Manny Pacquiao: Head Coach in the Philippine Basketball Association (PBA)
Wait, what?
The PBA, long hailed as the oldest professional basketball league in Asia. Three new teams will be joining in time for its 40th season this October. One of those teams is Kia (Korean automaker) and its head coach is none other than Manny Pacquiao.
If your head’s still spinning, we won’t take it against you. Just let us know if you’ve had the time to digest this news.
…
Ho…hum…
Ok, good?
Like everybody else, rumors of Pacquiao’s interest in becoming a head coach in the PBA have been bubbling into the surface for a few weeks now. But when a press conference was scheduled to formally announce it, that’s when things took a real turn to insanity.
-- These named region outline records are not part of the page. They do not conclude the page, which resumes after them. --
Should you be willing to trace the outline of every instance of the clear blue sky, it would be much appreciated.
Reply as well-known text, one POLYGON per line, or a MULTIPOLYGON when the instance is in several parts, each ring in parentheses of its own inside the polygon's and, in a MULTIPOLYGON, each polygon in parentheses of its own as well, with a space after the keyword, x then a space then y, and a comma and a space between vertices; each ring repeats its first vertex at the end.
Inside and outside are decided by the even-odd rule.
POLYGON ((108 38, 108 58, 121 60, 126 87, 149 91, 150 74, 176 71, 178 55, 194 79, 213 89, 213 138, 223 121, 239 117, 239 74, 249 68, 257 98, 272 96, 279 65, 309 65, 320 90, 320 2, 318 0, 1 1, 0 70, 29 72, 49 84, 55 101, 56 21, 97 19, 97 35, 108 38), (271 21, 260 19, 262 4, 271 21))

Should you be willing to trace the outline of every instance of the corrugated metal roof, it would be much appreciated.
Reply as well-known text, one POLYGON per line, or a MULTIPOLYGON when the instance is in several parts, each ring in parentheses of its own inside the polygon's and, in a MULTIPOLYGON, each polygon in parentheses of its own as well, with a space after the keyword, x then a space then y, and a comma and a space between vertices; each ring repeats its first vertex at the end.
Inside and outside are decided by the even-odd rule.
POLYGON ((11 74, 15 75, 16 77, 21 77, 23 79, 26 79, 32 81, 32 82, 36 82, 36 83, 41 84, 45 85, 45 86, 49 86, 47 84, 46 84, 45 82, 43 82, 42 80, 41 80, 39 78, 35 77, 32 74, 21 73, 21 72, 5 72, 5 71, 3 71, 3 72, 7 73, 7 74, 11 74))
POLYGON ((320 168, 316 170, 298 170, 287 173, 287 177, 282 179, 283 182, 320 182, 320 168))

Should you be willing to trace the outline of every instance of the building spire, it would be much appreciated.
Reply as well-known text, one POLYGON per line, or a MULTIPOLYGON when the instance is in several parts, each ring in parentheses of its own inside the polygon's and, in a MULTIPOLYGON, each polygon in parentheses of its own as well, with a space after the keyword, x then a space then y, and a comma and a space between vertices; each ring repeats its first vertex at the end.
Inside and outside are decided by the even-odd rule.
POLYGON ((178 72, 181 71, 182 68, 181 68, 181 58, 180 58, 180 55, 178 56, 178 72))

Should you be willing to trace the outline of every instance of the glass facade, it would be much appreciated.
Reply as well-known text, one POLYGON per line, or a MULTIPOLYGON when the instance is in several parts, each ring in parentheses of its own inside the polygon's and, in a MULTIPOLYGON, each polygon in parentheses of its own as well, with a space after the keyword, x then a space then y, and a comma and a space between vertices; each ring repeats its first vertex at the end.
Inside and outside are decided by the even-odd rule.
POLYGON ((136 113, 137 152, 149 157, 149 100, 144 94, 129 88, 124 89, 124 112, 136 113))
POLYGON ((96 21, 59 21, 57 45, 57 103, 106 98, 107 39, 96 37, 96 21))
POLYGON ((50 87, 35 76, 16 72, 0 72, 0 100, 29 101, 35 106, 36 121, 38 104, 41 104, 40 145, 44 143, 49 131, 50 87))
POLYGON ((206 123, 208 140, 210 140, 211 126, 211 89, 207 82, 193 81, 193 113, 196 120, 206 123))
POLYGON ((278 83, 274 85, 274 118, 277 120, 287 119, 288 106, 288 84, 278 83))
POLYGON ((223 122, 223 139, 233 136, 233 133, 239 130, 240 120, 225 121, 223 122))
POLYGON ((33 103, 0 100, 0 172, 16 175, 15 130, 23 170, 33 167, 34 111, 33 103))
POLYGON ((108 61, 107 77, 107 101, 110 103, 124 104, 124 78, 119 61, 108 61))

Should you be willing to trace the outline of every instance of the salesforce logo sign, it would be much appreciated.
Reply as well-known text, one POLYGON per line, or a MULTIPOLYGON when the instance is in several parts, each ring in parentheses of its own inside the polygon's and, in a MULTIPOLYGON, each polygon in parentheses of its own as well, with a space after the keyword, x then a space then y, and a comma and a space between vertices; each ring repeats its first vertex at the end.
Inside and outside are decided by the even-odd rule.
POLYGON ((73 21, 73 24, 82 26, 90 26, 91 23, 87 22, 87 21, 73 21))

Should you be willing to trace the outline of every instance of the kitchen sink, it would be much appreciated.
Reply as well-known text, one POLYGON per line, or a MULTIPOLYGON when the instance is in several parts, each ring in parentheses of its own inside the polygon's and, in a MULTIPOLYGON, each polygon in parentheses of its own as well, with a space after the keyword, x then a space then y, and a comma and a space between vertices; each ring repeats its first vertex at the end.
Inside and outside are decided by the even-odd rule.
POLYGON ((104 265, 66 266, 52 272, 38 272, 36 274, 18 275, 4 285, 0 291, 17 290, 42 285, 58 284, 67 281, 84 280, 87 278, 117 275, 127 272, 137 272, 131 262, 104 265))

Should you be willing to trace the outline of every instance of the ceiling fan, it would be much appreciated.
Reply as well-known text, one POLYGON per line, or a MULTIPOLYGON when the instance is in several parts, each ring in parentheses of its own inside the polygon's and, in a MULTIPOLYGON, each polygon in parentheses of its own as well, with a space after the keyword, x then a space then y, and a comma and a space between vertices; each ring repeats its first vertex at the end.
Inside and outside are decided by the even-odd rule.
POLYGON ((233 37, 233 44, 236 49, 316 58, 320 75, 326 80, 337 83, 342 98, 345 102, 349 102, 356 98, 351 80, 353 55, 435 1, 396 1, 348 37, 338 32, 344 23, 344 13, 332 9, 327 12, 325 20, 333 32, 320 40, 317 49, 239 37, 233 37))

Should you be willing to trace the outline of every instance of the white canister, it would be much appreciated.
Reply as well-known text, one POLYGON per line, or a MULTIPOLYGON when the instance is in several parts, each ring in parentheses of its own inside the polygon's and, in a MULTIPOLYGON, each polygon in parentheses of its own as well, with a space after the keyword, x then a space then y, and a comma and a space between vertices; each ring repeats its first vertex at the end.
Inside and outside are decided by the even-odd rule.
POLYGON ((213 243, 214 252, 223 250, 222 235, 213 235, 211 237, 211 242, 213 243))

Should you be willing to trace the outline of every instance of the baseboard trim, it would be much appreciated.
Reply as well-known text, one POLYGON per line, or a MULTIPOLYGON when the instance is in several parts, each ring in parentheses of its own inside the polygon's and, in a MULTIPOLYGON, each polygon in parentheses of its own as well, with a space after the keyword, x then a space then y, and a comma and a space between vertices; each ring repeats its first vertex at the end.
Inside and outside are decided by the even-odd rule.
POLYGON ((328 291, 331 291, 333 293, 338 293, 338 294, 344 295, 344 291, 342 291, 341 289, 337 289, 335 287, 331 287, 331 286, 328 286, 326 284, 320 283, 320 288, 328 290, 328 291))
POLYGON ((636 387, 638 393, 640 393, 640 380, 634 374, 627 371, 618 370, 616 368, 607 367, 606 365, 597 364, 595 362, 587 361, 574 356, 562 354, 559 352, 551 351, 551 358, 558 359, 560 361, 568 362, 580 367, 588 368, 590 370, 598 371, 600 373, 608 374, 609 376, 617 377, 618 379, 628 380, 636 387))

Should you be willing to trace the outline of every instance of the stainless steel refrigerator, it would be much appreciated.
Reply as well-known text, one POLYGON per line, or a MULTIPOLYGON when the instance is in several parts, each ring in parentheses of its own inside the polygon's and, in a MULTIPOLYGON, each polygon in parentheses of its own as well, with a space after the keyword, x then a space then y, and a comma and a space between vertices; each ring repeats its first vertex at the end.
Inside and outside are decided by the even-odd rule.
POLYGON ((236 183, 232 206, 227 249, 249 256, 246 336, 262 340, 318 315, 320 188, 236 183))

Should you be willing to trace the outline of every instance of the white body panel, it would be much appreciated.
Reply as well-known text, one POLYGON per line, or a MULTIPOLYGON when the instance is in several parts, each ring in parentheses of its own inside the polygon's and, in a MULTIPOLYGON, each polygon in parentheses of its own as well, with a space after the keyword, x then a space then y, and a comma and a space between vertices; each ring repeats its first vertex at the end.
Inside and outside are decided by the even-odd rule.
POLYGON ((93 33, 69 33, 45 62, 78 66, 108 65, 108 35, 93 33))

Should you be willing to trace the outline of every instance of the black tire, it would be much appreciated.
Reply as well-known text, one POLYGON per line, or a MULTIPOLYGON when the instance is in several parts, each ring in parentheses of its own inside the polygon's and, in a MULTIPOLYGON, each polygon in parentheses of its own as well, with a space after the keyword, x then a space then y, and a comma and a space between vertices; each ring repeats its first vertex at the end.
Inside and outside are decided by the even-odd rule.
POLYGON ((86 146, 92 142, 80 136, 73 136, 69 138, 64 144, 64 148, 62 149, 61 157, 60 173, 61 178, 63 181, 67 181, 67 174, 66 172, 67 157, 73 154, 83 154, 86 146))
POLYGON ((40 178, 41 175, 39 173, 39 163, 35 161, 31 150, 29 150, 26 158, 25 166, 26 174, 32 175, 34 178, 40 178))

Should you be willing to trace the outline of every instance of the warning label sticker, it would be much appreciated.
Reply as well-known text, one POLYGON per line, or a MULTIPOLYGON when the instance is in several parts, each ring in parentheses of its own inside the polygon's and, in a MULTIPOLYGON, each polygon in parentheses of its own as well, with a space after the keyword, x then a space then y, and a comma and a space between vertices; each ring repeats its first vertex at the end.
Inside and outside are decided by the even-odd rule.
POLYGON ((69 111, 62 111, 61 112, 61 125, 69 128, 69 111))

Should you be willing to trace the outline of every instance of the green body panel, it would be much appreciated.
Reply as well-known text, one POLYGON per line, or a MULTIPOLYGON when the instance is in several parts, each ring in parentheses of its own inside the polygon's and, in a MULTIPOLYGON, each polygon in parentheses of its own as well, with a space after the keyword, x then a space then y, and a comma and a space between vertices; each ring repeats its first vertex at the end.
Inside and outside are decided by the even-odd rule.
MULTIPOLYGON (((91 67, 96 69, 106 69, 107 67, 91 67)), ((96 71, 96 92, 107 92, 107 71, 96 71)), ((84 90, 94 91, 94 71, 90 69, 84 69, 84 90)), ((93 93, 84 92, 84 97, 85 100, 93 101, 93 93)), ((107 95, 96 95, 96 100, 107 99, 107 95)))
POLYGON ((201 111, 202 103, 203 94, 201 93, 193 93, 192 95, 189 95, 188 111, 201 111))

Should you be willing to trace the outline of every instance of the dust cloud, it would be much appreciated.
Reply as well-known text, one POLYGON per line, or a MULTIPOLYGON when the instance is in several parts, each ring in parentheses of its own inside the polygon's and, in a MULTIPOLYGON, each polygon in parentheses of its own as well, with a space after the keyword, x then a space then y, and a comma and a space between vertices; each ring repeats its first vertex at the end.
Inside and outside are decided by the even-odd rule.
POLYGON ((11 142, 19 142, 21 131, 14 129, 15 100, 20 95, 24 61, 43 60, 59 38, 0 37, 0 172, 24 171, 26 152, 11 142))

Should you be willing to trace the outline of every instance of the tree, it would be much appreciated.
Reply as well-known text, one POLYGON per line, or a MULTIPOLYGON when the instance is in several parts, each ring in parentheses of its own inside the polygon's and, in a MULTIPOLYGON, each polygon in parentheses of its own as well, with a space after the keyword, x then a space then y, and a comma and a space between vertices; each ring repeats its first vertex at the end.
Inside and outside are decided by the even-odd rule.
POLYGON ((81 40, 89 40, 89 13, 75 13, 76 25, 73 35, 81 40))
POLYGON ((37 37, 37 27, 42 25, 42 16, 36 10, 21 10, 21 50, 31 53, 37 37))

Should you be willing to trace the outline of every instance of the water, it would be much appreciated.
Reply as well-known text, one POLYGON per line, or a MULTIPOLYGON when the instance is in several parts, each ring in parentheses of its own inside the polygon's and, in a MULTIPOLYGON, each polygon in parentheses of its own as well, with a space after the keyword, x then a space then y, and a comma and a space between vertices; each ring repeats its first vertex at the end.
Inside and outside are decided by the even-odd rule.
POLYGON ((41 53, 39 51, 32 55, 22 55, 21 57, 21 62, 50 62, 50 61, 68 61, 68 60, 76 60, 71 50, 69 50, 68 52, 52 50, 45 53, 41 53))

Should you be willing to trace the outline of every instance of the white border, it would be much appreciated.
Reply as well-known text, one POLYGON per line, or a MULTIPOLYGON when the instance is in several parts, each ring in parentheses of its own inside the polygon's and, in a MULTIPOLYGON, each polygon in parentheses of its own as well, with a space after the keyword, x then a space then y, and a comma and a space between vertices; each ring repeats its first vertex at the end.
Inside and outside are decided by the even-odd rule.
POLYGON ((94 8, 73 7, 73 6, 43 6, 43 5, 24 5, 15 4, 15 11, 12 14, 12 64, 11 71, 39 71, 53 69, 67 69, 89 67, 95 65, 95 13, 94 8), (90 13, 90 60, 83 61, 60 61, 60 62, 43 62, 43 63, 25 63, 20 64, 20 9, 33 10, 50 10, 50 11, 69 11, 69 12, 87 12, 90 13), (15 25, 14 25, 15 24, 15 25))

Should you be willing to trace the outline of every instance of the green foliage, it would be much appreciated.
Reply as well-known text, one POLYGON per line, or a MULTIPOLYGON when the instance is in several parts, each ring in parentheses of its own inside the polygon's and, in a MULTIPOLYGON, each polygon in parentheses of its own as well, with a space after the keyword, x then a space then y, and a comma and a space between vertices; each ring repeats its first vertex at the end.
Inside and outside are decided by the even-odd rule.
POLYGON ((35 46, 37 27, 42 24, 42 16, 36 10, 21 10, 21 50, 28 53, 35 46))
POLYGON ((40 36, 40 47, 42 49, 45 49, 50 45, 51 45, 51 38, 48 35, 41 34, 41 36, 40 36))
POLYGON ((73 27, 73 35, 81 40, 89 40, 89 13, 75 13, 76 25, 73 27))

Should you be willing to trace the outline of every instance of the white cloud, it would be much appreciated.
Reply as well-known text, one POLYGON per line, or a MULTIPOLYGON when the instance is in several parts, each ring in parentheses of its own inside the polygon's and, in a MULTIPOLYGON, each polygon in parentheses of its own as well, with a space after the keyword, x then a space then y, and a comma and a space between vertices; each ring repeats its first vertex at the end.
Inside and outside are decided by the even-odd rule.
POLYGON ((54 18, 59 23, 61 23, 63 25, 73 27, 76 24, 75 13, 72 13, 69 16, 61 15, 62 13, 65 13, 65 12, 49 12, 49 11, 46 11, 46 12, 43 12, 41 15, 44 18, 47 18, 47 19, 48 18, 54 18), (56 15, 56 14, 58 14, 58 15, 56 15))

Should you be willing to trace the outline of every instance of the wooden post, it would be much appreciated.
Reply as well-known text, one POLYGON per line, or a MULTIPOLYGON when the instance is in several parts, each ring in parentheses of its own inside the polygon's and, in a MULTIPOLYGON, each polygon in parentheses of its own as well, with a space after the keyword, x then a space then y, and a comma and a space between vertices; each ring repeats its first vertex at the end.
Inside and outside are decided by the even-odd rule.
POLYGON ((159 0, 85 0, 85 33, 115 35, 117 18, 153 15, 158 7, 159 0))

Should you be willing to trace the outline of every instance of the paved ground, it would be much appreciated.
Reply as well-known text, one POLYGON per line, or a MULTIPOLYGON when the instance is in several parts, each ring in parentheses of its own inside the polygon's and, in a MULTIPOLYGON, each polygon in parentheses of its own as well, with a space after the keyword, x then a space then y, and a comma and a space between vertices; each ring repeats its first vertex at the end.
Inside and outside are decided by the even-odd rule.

We like Manny Pacquiao, and he’s a really, really good dude. But a head coach in a professional basketball league? Really? Boxing, politics, singing, acting, and Lord-knows-what-other-things-he-does aren’t enough for this guy now?
If anybody can get a chance to watch the press conference in YouTube, by all means take the time to do it. There he was, the greatest Filipino boxer in history, sitting comfortably and wearing a red and white Kia varsity jacket with the words Pacquiao and Head Coach neatly emblazoned in the right chest area. He also wore a matching cap, which made him look like a drafted basketball player instead of a head coach.
Oh, you didn’t know, too?
Manny Pacquiao isn’t just the head coach of Kia’s future PBA team. He also plans to play—a 5’6″ 35-year-old rookie with a southpaw fling for a jump shot.
The sheer absurdity of all this has a circus-like feel to it, the kind that you know usually doesn’t end too well for the act. This isn’t boxing, Manny. This isn’t your platform. You’re the circus clown being paraded in front of everybody because you have the name and recognition to pull in casual basketball fans. Not a good look, Manny.
Juggling boxing and politics is hard enough on its own but tacking another responsibility that requires 24/7 attention on top of what he already has on his plate is asking for trouble. Hell, we don’t even know if he can coach, other than his stint as owner/coach/star player of the MP GenSan Warriors that played in the now defunct Liga Pilipinas.
But in the end, none of this bloating will change the surreal fact that Manny Pacquiao, he of the eight-division champion in boxing and incumbent congressman in the Philippines, is now a head coach in Asia’s oldest professional basketball league.
To borrow a common quote from today’s generation—there’s an acronym for that.
Damn right there is, and it spelled W-T-F.